Enviada em 13/08/2021

A Declaração Universal dos Direitos Humanos (DUDH), adotada pela ONU (Organização das Nações Unidas) em 1948, garante a todo cidadão o direito à saúde e vida digna. Dessa forma, cabe ao Estado criar meios para que toda população goze de tais privilégios e garanta o bem-estar social. Todavia, no Brasil, parte da população sofre gordofobia, que diz respeito ao preconceito contra pessoas gordas, e tal fato ocorre tanto pelo padrão de beleza imposto na sociedade, quanto na invisibilidade do debate sobre tal problema, uma vez que é visto como desnecessário.

A priori, a formação da sociedade brasileira é pautada no patriarcalismo advindo do período colonial, o qual sempre impôs padrões eurocêntricos a população, sendo o principal alvo a mulher. Nessa lógica, segundo o filósofo Michel Foucalt, o homem é um ser “biopsicossocial”, o qual necessita que essas três esferas- física, psicológica e social- sejam estimuladas de forma harmônica para um desenvolvimento saudável do indivíduo. Dessa forma, o que se observa é a perpetuação da gordofobia por achar o corpo gordo fora do estereótipo considerado bonito, fazendo com que pessoas que não se encaixam no padrão sejam motivo de piadas e constrangimentos. Logo, o meio social segregando e excluindo a população gorda afeta os âmbitos necessários que Foucalt afirmou para que o homem seja são.

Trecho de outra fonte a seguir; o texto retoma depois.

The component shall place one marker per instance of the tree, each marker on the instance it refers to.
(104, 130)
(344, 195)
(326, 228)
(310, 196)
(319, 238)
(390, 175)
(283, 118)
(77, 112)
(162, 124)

Em segunda análise, o debate sobre a gordofobia tem crescido recentemente e ainda não é visto como essencial pela população em geral. De acordo com a ativista e criadora do Movimento Corpo Livre, Alexandra Gurgel, falar sobre a infinidade de corpos e biotipos é uma tarefa desafiadora, uma vez que surge inúmeros debates e acusações sobre a romantização da obesidade, ao invés de se conscientizar que a diversidade é algo normal e que todos podem ter liberdade sobre si. Assim, a gordofobia vai sendo mascarada e justificada como preocupação pela saúde , tendo diariamente o preconceito velado sobre pessoas que podem ser gordas por questões genéticas, medicinais, hormonais ou pela própria autoestima.

Em vista disso, para que o debate sobre a gordofobia seja visibilisado e alcance mais lacunas sociais, cabe ao Estado, juntamente com as instituições educacionais, promover projetos didáticos em que sejam mostrados a diversidade de corpos magros, gordos, negros e brancos, para crianças e adolescentes, ensinando como cada pessoa tem uma singularidade, a fim de conscientizar a geração mais nova a amar a si e respeitar o outro independente do estereótipo. Somado a isso, o Ministério da Saúde, junto a influenciadores digitais, deve realizar postagens nas redes sociais com pessoas gordas ocupando vários espaços, como academias, postos de trabalhos, com o objetivo de reduzir o preconceito e garantir representatividade e inclusão, como o proposto pela DUDH.